Sta quasi per dirgli che non ha importanza e può anche tenersi i soldi, ma si ferma in tempo. Sarebbe fuori luogo e cattivo, come voler “pagare” Brian per ciò che loro due sono stati e non sono più, ma Stefan ha sempre rifiutato di Brian quell’immagine di “puttana” che da di sé ed arrendercisi adesso, anche solo per un errore nel formulare un concetto, sarebbe qualcosa che non potrebbe mai perdonarsi. Così lascia perdere la casa, perché quello che vorrebbe dire è un concetto più complesso, che ha che fare con la soddisfazione al pensiero di aver messo un altro paletto fisso per non poter tornare indietro.
-E tu?- domanda invece.- Dove andrai?
-Ho trovato un altro appartamento.- spiega Brian in modo piano, stringendosi nelle spalle per dire che non importa, anche se Stef non può vederlo.- Ma penso che per un po’ continuerò ad approfittare dell’ospitalità di Rita.- sghignazza sincero.

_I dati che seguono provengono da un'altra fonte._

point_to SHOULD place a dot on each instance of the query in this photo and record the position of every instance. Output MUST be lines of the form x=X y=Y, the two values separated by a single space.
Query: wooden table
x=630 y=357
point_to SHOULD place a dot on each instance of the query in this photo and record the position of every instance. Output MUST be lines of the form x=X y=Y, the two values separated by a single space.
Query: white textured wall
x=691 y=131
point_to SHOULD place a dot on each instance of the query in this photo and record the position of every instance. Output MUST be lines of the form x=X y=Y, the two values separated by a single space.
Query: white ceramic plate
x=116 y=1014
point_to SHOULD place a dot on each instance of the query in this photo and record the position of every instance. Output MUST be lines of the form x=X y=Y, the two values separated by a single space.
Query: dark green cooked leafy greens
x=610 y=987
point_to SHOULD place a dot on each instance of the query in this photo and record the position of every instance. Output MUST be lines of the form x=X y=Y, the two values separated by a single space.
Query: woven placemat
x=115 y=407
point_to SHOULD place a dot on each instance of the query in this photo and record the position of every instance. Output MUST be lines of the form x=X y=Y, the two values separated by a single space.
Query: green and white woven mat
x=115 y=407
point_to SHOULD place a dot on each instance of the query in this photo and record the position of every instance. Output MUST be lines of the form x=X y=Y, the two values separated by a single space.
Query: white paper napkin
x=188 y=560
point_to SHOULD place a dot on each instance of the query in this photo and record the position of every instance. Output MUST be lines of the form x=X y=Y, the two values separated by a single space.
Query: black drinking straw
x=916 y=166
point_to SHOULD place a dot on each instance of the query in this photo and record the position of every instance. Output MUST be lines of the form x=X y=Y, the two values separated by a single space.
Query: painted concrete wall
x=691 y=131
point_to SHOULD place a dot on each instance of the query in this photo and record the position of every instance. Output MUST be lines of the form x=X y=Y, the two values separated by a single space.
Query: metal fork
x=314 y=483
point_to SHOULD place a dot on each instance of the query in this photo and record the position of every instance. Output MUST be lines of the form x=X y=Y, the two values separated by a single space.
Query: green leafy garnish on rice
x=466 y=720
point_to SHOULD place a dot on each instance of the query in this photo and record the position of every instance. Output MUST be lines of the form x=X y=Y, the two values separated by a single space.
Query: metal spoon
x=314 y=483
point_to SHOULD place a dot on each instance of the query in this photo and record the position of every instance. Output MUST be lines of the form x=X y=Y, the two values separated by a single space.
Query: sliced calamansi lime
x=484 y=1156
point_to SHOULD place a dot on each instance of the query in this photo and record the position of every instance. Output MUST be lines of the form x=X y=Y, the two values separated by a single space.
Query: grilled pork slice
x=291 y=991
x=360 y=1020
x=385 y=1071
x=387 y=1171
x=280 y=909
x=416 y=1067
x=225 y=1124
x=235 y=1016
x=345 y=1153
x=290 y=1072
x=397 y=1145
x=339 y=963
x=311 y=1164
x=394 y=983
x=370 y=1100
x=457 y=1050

Stefan ride con lui. Uno sbuffo che non può evitarsi e che tradisce il suo affetto. Non ha mentito a Steve, sono entrambi più tranquilli a sapere Brian con il batterista e sotto il suo controllo. Stef posa la tazza sul portapiatti, osservando un momento le gocce che cadono e si raccolgono sul fondo piatto dello scolapiatti argentato. Richiude l’anta e si volta.
-…devo andare, vero?- chiede Brian quando il silenzio tra i loro sguardi si fa troppo pesante.
Stefan annuisce soltanto.
Brian sospira, voltando attorno gli occhi ed osservando il cagnolino affannarsi a girare intorno al suo sgabello studiando il modo per cacciarlo fuori.
-Il tuo cane mi odia.- notifica indicando la bestiola.
Stefan non ribatte. Che lo pensi, se serve a farlo stare meglio.
Brian stende le gambe davanti a sé e si lascia cadere giù, mentre la cucciola si sposta rapida per osservarne sospettosa i movimenti. Per tutta la strada che fa a ritroso verso il salotto, il cane lo segue insieme con Stefan, si ferma a spiarlo quando Brian si ferma ad infilare il cappotto, e poi si siede di fianco alla porta aspettando che esca.
-Ci si vede, Stef.- saluta Brian.
Lui apre il battente tenendolo aperto accanto a sé.
-La prossima volta chiamami, per favore.- chiede nonostante sappia che è inutile.
Ed infatti Brian se ne va senza acconsentire alla sua richiesta. Continuerà a presentarsi lì a qualunque ora del giorno e della notte, senza nessun preavviso e senza nessun rispetto. Continuerà a farlo con l’arroganza prepotente di un bambino viziato. E sarà così fino a quando lui, Stefan, non si sarà riabituato ad averlo intorno e quelle apparizioni improvvise avranno smesso di essere motivo per desiderare di non essersi mai alzati dal divano.